Gavin was skeptical at first when Thea suggested they live there. His salary could afford something more lavish. But when he saw the way her eyes lit up when she pulled up the listing for the 1930s brick Craftsman on her phone, there was no way he was going to push for anything else. And now he wouldn’t give up their small-town lifestyle for anything.
Except he almost had.
Five minutes later, Gavin balanced five boxes of pizza and four cartons of wings up a manicured sidewalk. “Whose house is this?”
By the ostentatious display of sports cars in the garage, Gavin feared they were at Asshole-Ate-His-Apple’s house.
He was right. The door swung open, and Mack greeted them with a snort. “Hey, look who’s finally sober.”
Gavin shoved the pizzas and wings at him. “Hey, look who’s still a dick.”
“You two need to knock that shit off,” Del growled, walking in.
Mack swung the door shut with his foot. “All in good fun, right, man?”
“No. I kind of hate you,” Gavin said.
Del turned around. “Everyone here?”
“Yeah,” Mack said. “In the basement. Is he ready for his initiation? I have to get that sheep back to the farm by midnight.”
Gavin scowled at that, but he trailed behind them through the soaring entryway and past a wide, curved staircase. Beyond that, they entered a kitchen twice the size of his and Thea’s.
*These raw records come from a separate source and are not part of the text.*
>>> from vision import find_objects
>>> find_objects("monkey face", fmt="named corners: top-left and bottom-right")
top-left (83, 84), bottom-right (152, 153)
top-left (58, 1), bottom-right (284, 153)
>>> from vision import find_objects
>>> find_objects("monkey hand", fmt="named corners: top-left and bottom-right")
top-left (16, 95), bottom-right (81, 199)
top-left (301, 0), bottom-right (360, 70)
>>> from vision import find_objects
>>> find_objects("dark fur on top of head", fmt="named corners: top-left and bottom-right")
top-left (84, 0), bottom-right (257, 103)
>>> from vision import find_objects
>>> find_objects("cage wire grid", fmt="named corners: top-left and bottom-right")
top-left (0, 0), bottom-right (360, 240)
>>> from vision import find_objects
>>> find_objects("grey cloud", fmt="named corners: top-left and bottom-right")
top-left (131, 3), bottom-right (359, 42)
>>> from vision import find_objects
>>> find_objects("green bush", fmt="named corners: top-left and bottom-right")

The sound of voices grew louder as they approached a door that led to the basement.
Gavin waited for Mack and Del to go first.
“Food’s here,” Mack announced, turning a corner at the bottom of the stairs. A round of voices harrumphed manly approval followed by several about times.
“Are we late?” Gavin asked Del’s back.
“Nah. They just got here early to finalize the plan.”
Gavin grabbed the back of Del’s shirt. “Hold up. What plan?”
“The plan to get Thea to take your stupid ass back,” Del said, turning the same corner that Mack had disappeared around. “A plan you made a helluva lot harder today.”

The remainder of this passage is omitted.